Good picture, good subject


----------



## K-Y-L-E

Hi and thanx for the comment,its eaing a meal worm. 
You have any t's yourself?


----------



## doenoe

nope, i used to have 2 emperor scorpions. But they both died. Got 2 bearded dragons and a ball python now.


----------



## woodsac

I like the detail.


----------



## Joerocket

lol, I thought it was literally going to be a bird eating a spider but this is just as good. Love the detail in the hair etc. do i see 10 legs? or do the front two count as hands..I dont know much about spiders.

-Joe


----------



## Chiller

Very cool .  Man..what a spider.


----------



## doenoe

the front two are called pedipalps. In scorpions they have grown to be the claws. If i got my facts straight. But it was something in those lines.


----------



## saulmr

So crisp makes me run away on the opposite direction that thing came from... Good shot!


----------



## Joerocket

doenoe said:
			
		

> the front two are called pedipalps. In scorpions they have grown to be the claws. If i got my facts straight. But it was something in those lines.


 
pedipalps...is that french for friends of the feet?lol thanks for the info, it was bugging me... no pun intended.

-Joe


----------



## JonMikal

awesome detail...love it!


----------



## suryad

Nice what lens did you use?


----------



## K-Y-L-E

suryad said:
			
		

> Nice what lens did you use?


Hi i used the super macro feature on the konica minolta z6


----------



## mentos_007

it is not cool... it is fury and disgusting... and scary... I hate spiders... but I appreciate you that you did SUCH an extreme close up... I can't look at this photo any longer....


----------



## K-Y-L-E

mentos_007 said:
			
		

> it is not cool... it is fury and disgusting... and scary... I hate spiders... but I appreciate you that you did SUCH an extreme close up... I can't look at this photo any longer....


Coooooooooool!


----------



## DLL_4ever

haha this photo is awesome! Discusting, but awesome!


----------



## JonK

whoa! extreme! beautifully detailed capture. :thumbup:
Welcome to TPF!


----------



## Rob

Poor spider... what's it ever done to you 'orrible lot? Ok, probably not the best comment in the world!

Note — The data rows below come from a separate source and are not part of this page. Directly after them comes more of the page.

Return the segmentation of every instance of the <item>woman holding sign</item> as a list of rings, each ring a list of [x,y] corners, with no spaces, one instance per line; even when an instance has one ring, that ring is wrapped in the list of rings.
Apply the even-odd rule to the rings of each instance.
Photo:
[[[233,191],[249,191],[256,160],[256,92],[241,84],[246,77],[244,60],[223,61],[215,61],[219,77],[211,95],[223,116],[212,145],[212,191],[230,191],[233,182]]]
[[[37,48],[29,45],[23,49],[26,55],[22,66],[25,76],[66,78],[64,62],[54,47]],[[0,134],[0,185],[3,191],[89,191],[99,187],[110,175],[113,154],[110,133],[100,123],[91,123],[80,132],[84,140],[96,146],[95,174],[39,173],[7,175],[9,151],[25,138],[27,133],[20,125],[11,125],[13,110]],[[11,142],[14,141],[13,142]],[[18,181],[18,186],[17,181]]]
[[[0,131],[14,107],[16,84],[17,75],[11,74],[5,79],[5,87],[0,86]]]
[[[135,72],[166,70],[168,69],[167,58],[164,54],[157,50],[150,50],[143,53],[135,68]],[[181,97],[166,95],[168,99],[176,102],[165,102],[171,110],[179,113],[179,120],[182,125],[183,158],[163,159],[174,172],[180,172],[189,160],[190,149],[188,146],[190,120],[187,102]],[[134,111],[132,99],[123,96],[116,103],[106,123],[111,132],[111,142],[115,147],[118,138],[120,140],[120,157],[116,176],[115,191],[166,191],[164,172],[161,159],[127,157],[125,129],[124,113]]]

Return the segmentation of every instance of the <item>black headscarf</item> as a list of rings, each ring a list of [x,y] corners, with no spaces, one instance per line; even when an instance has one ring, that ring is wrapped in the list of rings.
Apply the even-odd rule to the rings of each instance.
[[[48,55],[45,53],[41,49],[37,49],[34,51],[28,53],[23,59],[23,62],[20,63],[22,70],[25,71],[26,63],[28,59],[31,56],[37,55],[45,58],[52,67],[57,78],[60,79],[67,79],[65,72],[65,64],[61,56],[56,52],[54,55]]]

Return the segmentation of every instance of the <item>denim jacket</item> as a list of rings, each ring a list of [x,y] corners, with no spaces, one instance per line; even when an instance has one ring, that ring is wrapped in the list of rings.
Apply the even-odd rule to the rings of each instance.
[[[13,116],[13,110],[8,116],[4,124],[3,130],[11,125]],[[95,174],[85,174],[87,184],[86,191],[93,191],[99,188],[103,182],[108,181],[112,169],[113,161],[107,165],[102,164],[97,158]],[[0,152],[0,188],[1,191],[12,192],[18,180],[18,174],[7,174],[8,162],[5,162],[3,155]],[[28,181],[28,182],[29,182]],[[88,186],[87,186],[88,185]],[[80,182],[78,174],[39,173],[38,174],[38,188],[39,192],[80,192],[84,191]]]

Great shot! Love your beastie. How big is it? 

Rob


----------



## K-Y-L-E

Rob said:
			
		

> Poor spider... what's it ever done to you 'orrible lot? Ok, probably not the best comment in the world!
> 
> Great shot! Love your beastie. How big is it?
> 
> Rob


This particular one isnt so big he's a juvenile male he's around 14cm legspan the females i have here are close to 20cm legspan easily


----------



## railman44

Animals die so others can live.  If it were me I'd put a 5.56 through that spider in a heart-beat...


----------



## Rapala46

mentos_007 said:
			
		

> it is not cool... it is fury and disgusting... and scary... I hate spiders... but I appreciate you that you did SUCH an extreme close up... I can't look at this photo any longer....



Ditto x3409784357534


----------



## K-Y-L-E

railman44 said:
			
		

> Animals die so others can live.  If it were me I'd put a 5.56 through that spider in a heart-beat...


Great...


----------



## CrazyAva

Ugh, gives me the chills, but you did a great job.  We have tarantulas here.  They roam around, we find them in our yard, under the childrens bicycle seats and near the dumpster.


----------